Here's one thing to consider:
("Prison Study to Investigate Link between Junk Food And Violence")

(Report Comment)
Carl Kabler May 27, 2010 | 7:35 a.m.

Again Ray, I find myself (for the second time?) agreeing with what you are saying, though many might not see the link at first between behavior and what goes into the body and mind, people must realize the brain is an organ, much like the heart, or lungs, or the eyes, it can 'malfunction' just like these other organs if it doesn't receive what it needs to keep the bodies systems 'balanced'. It can be overstimulated or understimulated by a huge array of external factors producing a whole range of feelings and reactions including eventually such things as extreme anger and violence and mood swings.
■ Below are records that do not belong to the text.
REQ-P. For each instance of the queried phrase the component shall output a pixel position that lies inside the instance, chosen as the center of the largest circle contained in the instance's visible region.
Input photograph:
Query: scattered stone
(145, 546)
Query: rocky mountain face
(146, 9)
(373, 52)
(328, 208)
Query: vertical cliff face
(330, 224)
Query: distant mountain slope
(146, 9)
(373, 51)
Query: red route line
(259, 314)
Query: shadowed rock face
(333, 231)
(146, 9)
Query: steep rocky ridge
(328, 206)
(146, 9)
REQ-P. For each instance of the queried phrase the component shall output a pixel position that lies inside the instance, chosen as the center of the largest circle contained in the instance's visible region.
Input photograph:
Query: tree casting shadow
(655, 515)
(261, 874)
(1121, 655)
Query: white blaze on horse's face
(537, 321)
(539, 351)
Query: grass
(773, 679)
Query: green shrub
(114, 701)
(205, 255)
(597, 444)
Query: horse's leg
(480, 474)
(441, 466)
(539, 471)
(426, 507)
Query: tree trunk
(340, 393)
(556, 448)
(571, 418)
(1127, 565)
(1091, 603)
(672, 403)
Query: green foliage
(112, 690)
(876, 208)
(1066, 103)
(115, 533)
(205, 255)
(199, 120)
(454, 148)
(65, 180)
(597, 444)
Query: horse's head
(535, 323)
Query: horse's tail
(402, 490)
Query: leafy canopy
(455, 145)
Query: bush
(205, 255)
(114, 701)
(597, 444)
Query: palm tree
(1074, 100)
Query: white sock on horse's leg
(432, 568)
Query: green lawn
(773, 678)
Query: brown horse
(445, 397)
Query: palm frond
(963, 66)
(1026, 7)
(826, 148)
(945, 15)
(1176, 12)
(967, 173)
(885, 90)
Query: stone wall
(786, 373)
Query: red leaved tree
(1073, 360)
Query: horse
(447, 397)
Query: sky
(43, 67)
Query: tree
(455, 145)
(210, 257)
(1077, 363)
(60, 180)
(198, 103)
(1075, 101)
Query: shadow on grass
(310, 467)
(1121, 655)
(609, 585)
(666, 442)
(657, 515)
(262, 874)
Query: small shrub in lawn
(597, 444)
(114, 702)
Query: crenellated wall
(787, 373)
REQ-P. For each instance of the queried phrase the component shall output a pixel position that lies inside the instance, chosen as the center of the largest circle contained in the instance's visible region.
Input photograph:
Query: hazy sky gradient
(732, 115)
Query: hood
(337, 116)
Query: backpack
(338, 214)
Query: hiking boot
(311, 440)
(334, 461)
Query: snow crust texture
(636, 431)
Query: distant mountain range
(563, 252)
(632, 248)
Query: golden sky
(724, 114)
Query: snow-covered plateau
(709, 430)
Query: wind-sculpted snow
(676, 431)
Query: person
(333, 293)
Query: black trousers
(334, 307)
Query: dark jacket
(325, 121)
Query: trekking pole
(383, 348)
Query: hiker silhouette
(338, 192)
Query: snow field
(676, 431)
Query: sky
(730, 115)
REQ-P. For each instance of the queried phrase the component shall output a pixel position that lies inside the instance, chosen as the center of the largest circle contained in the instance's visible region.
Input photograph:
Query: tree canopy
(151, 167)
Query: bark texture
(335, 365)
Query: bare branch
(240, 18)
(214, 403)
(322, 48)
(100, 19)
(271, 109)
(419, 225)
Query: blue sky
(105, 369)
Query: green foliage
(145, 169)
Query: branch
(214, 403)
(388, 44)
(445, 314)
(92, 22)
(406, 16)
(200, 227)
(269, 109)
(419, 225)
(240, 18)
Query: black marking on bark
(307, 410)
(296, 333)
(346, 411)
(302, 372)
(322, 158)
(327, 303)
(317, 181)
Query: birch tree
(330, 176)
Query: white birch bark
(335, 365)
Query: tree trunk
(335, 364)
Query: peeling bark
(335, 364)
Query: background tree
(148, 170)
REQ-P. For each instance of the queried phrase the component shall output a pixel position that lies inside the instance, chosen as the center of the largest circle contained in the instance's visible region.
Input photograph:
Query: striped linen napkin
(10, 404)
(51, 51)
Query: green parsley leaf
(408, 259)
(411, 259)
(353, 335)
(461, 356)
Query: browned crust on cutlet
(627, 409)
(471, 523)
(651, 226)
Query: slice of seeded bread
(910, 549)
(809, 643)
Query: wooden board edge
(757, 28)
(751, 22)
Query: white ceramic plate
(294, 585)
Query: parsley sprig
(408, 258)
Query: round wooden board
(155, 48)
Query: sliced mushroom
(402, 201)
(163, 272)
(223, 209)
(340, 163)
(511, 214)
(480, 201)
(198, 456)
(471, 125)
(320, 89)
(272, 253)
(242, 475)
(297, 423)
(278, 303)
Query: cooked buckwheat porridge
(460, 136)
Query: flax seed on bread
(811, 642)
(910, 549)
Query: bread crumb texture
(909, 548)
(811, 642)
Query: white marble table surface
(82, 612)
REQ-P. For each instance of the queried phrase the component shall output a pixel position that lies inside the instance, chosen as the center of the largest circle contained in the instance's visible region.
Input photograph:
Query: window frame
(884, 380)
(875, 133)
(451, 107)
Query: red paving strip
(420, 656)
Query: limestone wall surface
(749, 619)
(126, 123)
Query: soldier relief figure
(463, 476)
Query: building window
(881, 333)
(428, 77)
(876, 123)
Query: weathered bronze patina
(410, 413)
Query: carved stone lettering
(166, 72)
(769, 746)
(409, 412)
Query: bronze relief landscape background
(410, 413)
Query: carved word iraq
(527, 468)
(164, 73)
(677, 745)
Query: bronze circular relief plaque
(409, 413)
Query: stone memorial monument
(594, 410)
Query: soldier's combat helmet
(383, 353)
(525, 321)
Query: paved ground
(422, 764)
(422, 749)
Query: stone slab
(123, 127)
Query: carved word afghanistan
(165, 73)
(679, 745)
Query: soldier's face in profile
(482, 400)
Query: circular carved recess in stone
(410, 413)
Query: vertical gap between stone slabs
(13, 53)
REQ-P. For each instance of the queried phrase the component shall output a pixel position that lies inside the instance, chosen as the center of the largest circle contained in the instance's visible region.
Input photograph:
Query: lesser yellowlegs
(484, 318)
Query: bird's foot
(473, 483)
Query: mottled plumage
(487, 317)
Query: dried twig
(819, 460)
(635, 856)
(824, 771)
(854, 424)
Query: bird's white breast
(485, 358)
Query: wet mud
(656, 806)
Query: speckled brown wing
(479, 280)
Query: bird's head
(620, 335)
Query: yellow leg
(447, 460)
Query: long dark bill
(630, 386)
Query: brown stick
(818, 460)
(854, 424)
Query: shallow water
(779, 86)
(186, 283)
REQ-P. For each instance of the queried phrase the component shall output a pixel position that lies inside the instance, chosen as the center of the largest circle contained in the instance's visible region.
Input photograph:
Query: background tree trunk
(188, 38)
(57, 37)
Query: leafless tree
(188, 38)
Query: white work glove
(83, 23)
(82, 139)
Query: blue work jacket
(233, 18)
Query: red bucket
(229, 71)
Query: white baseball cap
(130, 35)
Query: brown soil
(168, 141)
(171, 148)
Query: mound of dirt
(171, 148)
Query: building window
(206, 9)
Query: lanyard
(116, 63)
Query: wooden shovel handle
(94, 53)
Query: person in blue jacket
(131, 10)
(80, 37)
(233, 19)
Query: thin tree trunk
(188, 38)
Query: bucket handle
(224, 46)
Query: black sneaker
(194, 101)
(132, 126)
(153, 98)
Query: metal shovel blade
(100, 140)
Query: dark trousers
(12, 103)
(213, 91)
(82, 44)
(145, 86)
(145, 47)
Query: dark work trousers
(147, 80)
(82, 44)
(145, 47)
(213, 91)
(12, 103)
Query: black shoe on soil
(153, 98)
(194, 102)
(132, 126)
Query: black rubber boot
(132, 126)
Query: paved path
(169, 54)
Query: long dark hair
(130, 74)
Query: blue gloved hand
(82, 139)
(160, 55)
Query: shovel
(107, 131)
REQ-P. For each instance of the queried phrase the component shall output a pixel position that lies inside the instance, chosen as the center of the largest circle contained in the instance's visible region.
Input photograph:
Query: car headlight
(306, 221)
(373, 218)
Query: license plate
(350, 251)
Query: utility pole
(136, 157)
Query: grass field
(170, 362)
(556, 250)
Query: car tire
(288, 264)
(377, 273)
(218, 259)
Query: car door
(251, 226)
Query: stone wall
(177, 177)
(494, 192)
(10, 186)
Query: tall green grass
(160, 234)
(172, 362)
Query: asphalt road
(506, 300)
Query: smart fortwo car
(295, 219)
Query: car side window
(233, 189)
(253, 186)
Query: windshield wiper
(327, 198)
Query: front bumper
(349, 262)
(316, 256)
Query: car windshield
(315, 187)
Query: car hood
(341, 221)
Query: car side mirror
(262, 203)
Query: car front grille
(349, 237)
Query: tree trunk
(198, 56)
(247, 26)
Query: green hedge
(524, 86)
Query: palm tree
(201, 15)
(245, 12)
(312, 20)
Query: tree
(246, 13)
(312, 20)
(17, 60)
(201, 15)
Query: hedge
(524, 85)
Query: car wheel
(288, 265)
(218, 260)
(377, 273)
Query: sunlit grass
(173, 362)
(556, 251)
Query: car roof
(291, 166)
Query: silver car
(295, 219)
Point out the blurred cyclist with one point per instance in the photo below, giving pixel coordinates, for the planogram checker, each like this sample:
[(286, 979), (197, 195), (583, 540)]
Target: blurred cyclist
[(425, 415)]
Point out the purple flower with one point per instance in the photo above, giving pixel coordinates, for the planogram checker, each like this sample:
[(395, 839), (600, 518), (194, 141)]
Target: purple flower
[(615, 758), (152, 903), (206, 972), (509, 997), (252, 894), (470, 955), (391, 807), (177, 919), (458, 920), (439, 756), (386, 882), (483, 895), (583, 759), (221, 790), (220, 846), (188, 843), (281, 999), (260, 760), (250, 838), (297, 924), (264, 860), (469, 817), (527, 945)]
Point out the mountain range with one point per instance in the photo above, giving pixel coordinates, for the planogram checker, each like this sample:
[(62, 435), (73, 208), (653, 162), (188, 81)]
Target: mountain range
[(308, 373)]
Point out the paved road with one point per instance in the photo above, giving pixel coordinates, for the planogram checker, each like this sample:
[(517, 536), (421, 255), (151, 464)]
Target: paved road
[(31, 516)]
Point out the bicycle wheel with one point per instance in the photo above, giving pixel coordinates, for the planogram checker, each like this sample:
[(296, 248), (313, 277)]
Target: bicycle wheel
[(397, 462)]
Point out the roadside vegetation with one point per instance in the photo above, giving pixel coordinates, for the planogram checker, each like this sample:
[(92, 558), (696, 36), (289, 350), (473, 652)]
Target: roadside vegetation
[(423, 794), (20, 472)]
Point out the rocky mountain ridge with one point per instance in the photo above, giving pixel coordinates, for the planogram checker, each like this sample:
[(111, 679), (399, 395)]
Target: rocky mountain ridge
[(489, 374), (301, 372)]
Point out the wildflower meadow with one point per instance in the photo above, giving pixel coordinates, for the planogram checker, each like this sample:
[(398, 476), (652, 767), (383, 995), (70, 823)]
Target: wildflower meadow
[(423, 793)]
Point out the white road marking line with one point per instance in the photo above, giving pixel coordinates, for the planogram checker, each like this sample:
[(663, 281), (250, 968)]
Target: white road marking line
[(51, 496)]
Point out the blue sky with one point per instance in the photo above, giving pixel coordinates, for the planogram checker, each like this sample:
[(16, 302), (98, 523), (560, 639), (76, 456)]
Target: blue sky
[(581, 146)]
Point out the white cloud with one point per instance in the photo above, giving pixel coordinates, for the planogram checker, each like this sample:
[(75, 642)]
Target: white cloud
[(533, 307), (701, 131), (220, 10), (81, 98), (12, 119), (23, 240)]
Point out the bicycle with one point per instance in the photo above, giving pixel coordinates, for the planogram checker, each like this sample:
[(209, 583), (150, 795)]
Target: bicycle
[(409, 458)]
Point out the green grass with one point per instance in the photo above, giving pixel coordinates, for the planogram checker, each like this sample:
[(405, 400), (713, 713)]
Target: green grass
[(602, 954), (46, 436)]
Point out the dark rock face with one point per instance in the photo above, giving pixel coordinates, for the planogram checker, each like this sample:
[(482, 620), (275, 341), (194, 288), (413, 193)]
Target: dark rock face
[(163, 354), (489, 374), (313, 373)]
I recall as a child, just like most American kids, being fed mountains of sugar laced foods (and simple carbs) that made me literally bounce off the walls, and like so many others aquiring as a result a so called 'disease' (but temporary and *curable*) such a 'ADD' or 'hyperactivity'. I cringe when I read there are over 4 MILLION? U.S. kids on Ritalin (or similar drugs) to combat the very fire parents are unknowingly or naively stoking by their helping to pump this 'sugar drug' into their children. The brain and accompanying systems run on glucose, it's like pouring gas on a fire and wondering why the fire doesn't go out. And then we find those who make their profits from sales saying 'it has no affect'. Wow! Liars!

IMO refined carbs are really one of the first 'gateway drugs', they strip and deplete one's body of necessary nutrient stores of B-vitamins and minerals etc. that are desperately needed and already in short supply that control 'mood' and other brain system functions. Ever witness someone with 'low blood sugar' blow up over 'nothing' when they are on a low (caused by the overabuse of refined carbs), often you don't want to be around.

Many children turn to alcohol when they get older to try and feel 'normal' after years of other simple carb abuse,in a bandaide effort to self medicate. It IMO wasn't really their 'fault' how could they have known (or their parents) what was happening, it's a trap set and one hard to get out of (but possible through slow re-balancing steps.) Some go on to even harder drugs and never get out and/or end up in prison or a mental health ward. This has always been ONE of my main reasons to be against the so called 'war on drugs' it's really attacking (in SOME cases) *sick* people, it's like attacking someone with cancer or heart disease, cruel and IMO non-effective in the bigger picture.